Photos: Daryl Darko Barnett, Coyote Hills, 2014
I've been quiet on the model blog...I'm focusing on myself and my life in efforts to crawl back out of my shroud of depression. I am sensitive; I take things personally or turn them inwardly and beat myself up over the tiniest of things. I am at least happy that I'm so much more aware of my triggers and bad habits. I have been trying to allow myself to avoid feeling guilty for my faults on top of everything. I found myself disgusted in myself when I realized two weeks passed where not a night went by that I didn't drunkenly, sadly, slip into a death slumber and awake the next morning hating myself. I can't keep doing that. It's a work in progress to understand and change things in oneself. But I continue to take care of myself in other ways and that has helped. I think I am heading toward making necessary changes for myself. I can't say that I *am* better, but I feel better about how I am, and that strikes me as something new and refreshing, and makes me feel much better about going forward to try something new. In all honesty, I am a bit surprised I'm not worse off given my background...I dealt with drug-addicted/alcoholic family members, neglect and molestation, family separation anxiety, and trauma leading to my very low self esteem, for instance. I do think I've managed all right, considering.
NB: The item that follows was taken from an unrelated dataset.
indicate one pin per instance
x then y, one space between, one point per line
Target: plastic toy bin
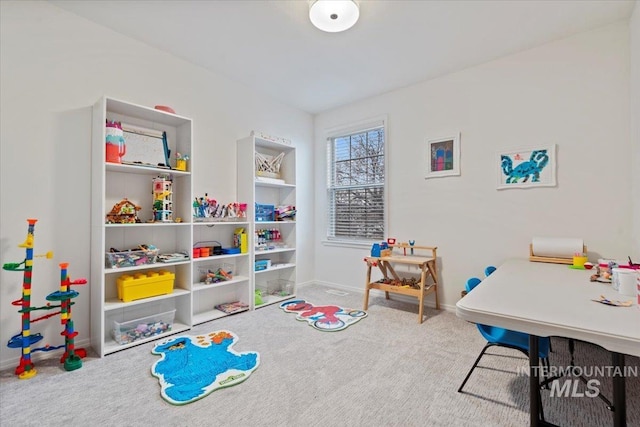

I remain an intermittent model; I do have a long day of modeling ahead of me tomorrow for a new figure drawing class. I'm excited!
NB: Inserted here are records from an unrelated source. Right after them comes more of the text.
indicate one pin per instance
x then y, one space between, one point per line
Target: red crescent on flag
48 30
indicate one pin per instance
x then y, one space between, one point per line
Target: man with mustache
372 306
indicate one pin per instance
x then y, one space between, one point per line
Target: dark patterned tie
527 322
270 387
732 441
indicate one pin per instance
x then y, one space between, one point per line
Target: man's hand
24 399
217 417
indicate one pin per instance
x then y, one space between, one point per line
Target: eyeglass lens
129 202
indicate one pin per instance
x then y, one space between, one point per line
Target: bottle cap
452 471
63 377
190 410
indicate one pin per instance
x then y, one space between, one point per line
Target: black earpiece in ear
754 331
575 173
The photos above are from a recent shoot I did with the wonderful Daryl Darko. I honestly haven't even had much time to devote to photoshoots but this was a day off well spent (day off from my shit retail job, which helps pay my rent but is very awkwardly scheduled...blarg). We worked on a new set for Zivity, which I'll happily share when it gets published :D
In the not-so-distant future I may be back in school if all goes well with the application process, because it's really time I focus myself in something that I want to do with my life. I'm looking forward to that, too. If I can I will still model, but we'll just have to wait and see :] San Jose....you may soon meet your newest art model.